Cloud ML Engine 和 Scikit-Learn：“LatentDirichletAllocation”对象没有“predict”属性答案

【问题标题】：Cloud ML Engine and Scikit-Learn: 'LatentDirichletAllocation' object has no attribute 'predict'Cloud ML Engine 和 Scikit-Learn：“LatentDirichletAllocation”对象没有“predict”属性
【发布时间】：2018-12-31 00:26:48
【问题描述】：

我正在实施简单的 Scikit-Learn Pipeline 以在 Google Cloud ML Engine 中执行 LatentDirichletAllocation。目标是从新数据中预测主题。下面是生成管道的代码：

from sklearn.feature_extraction.text import CountVectorizer
from sklearn.decomposition import LatentDirichletAllocation
from sklearn.model_selection import train_test_split
from sklearn.pipeline import Pipeline
from sklearn.datasets import fetch_20newsgroups

dataset = fetch_20newsgroups(shuffle=True, random_state=1,
                             remove=('headers', 'footers', 'quotes'))
train, test = train_test_split(dataset.data[:2000])

pipeline = Pipeline([
    ('CountVectorizer', CountVectorizer(
        max_df          = 0.95,
        min_df          = 2,
        stop_words      = 'english')),
    ('LatentDirichletAllocation', LatentDirichletAllocation(
        n_components    = 10,
        learning_method ='online'))
])

pipeline.fit(train)

现在（如果我理解正确的话）预测我可以运行的测试数据的主题：

pipeline.transform(test)

但是，当将管道上传到 Google Cloud Storage 并尝试使用它通过 Google Cloud ML Engine 生成本地预测时，我收到错误消息，提示 LatentDirichletAllocation has no attribute predict。

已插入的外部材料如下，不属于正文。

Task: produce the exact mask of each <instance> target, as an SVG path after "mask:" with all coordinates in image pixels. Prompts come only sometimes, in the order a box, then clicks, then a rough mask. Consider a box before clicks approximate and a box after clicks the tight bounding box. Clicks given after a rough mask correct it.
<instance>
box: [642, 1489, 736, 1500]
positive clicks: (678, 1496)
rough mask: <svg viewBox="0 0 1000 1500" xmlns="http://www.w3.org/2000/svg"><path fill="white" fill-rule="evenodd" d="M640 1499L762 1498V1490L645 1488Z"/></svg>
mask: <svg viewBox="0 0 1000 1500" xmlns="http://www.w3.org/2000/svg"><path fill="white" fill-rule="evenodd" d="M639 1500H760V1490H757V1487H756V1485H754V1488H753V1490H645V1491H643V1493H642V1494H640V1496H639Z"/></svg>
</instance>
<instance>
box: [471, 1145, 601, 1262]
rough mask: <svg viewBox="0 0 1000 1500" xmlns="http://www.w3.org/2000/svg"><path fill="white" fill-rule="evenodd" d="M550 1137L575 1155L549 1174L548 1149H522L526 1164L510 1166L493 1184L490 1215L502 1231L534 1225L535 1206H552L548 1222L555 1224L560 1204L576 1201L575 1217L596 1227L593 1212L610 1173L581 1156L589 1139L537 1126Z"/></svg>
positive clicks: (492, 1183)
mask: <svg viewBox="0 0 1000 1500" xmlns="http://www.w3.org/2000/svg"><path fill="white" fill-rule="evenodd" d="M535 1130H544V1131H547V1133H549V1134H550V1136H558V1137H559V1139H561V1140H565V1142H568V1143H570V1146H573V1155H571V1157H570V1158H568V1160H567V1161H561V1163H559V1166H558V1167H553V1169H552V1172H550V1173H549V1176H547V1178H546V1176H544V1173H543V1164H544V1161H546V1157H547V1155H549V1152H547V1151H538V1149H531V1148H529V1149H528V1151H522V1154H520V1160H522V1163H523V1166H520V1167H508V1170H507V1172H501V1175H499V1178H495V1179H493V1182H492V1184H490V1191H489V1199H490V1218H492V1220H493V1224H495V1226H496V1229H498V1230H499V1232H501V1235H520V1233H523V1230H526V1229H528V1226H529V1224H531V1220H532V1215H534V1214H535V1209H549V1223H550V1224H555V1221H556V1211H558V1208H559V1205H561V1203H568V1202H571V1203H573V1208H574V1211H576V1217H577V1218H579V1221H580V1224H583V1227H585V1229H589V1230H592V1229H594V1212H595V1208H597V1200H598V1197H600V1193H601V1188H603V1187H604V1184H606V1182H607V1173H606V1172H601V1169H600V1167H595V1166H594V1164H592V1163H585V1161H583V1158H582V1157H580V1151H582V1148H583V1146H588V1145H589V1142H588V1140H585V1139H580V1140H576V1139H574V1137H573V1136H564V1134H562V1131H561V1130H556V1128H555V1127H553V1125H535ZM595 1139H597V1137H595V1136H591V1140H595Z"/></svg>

gcloud ml-engine local predict \
    --model-dir=$MODEL_DIR \
    --json-instances $INPUT_FILE \
    --framework SCIKIT_LEARN
...
"Exception during sklearn prediction: " + str(e)) cloud.ml.prediction.prediction_utils.PredictionError: Failed to run the provided model: Exception during sklearn prediction: 'LatentDirichletAllocation' object has no attribute 'predict' (Error code: 2)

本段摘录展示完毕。